Because when a child feels connected, they’re far more willing to try focusing—even when it’s hard.

Why Structure Is the Real Superpower

If relationships open the door, structure keeps the room from falling apart.

Kids are not overwhelmed because they have too many rules. They’re overwhelmed because the rules are inconsistent, unclear, or constantly shifting.

Predictability is calming. It reduces the number of decisions a brain has to make. And right now, kids are making too many decisions about where their attention should go.

When systems are clear and repeatable, attention has somewhere to land.

A seven-minute focus round is easier to enter than “just focus.” A consistent place for devices removes the daily negotiation. A simple, practiced “come back” routine turns distraction from a dead end into a detour.

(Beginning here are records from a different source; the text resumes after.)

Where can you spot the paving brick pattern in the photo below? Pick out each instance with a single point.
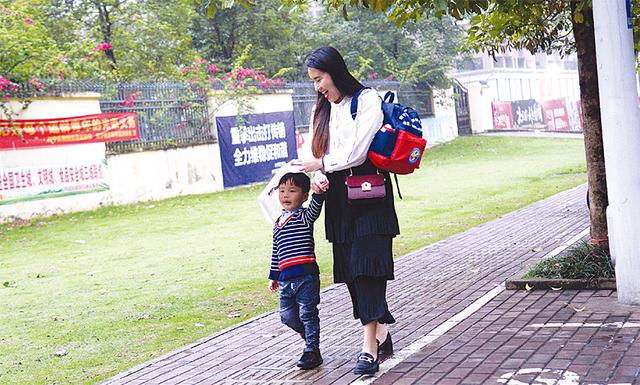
(433, 284)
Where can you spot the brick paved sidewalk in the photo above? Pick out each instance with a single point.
(499, 343)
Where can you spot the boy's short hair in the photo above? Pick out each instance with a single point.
(298, 179)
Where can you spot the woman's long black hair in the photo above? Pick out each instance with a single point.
(329, 60)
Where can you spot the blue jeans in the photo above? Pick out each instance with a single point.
(299, 299)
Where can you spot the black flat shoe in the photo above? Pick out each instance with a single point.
(310, 360)
(385, 348)
(366, 364)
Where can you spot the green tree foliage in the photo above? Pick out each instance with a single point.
(121, 39)
(26, 49)
(418, 51)
(278, 36)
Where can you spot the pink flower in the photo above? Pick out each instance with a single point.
(36, 83)
(104, 46)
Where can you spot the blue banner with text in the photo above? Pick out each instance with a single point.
(254, 146)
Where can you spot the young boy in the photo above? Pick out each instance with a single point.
(293, 264)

Structure doesn’t limit kids.

It steadies them.

And in a distracted world, steadiness is a competitive advantage.

What Actually Works (When It’s Done Consistently)

Focus improves when it’s made visible and time-bound. Short, repeatable bursts give kids a clear starting point and a clear finish. It turns effort into something they can measure instead of something they’re guessing at.

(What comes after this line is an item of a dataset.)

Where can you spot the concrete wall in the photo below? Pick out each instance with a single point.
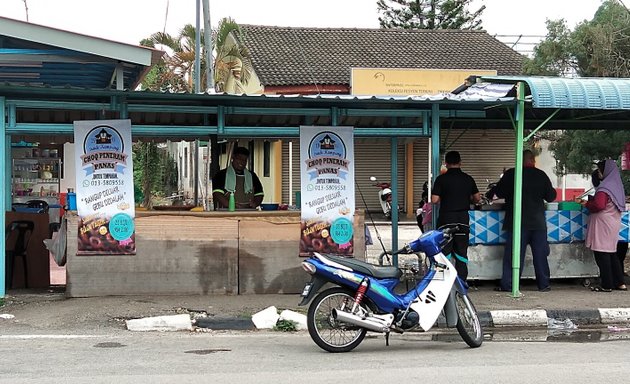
(198, 254)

Phones become less powerful when they’re less accessible. Not banned with fanfare, not negotiated daily, just quietly and consistently placed out of reach. Boring systems win.

Fidgets work when they’re defined. When they have boundaries, they support regulation. Without those boundaries, they become just another distraction wearing a helpful disguise.

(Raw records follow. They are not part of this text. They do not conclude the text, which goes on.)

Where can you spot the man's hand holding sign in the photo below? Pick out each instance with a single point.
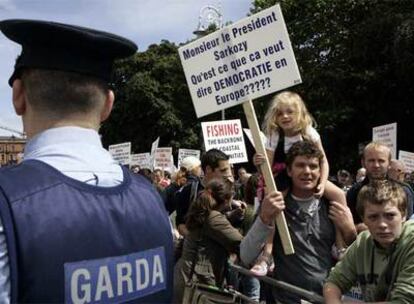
(246, 60)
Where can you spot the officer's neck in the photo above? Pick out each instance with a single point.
(34, 125)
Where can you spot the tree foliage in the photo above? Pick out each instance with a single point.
(152, 99)
(356, 59)
(356, 62)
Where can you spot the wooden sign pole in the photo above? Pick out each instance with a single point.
(267, 174)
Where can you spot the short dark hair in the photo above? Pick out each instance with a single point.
(63, 92)
(214, 195)
(303, 148)
(211, 158)
(380, 192)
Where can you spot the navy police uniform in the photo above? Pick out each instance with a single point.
(68, 241)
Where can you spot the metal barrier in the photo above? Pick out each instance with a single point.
(308, 295)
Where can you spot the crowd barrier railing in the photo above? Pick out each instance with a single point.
(303, 293)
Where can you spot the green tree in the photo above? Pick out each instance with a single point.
(152, 99)
(356, 62)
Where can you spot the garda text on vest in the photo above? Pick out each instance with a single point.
(116, 279)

Students get stronger at focusing when we teach them how to return, not just how to start. The skill isn’t staying perfectly locked in. It’s noticing the drift and coming back without spiraling.

Movement helps because attention isn’t just mental. When kids get the chance to reset physically, they don’t have to invent their own version mid-lesson.

And none of this sticks without alignment. When adults share language, expectations, and routines, kids don’t have to relearn the rules every time they switch environments.

Everything gets quieter.

Everything gets easier.

A Reality Check for Adults

We are not going to outcompete devices that are designed to win attention.

But we can build environments that make focus more likely.

When a child says, “I can’t focus,” it usually means, “I don’t have a system that helps me yet,” or, “I don’t feel grounded enough to try.”

That’s where relationships and structure meet.

And that’s where the real work is.

Try This Tomorrow

Start small. One short focus block. One predictable place for devices. One clearly explained expectation that you actually follow through on.

Pair it with connection. A quick check-in. A shared laugh. A moment where the student feels like more than a set of behaviors to manage.

Then repeat it.

Not perfectly. Just consistently.

The Work That Matters

Somewhere between the buzzing phone and the wandering mind is a child trying to figure out if they can take control of their own attention.

That’s not a small skill.

That’s a life skill.

And we don’t build it through pressure or speeches. We build it through connection, clarity, and repetition.

So here’s the challenge: choose one relationship you’ll strengthen and one system you’ll make predictable this week.

Then stick with it long enough for it to matter.

Because in a world full of distractions, the real advantage isn’t more control.

It’s better anchors.

And you get to be one of them.

What’s one relationship you can deepen- and one system you can stabilize- starting tomorrow?


References

Common Sense Media. The Common Sense Census: Media Use by Tweens and Teens, 2023. San Francisco: Common Sense Media, 2023.


Gazzaley, Adam, and Larry D. Rosen. The Distracted Mind: Ancient Brains in a High-Tech World.Cambridge, MA: MIT Press, 2016.


Newport, Cal. Deep Work: Rules for Focused Success in a Distracted World. New York: Grand Central Publishing, 2016.


Radesky, Jenny S., et al. “Mobile and Interactive Media Use by Young Children: The Good, the Bad, and the Unknown.” Pediatrics 135, no. 1 (2015): 1–3.


Rosen, Larry D. iDisorder: Understanding Our Obsession with Technology and Overcoming Its Hold on Us. New York: Palgrave Macmillan, 2012.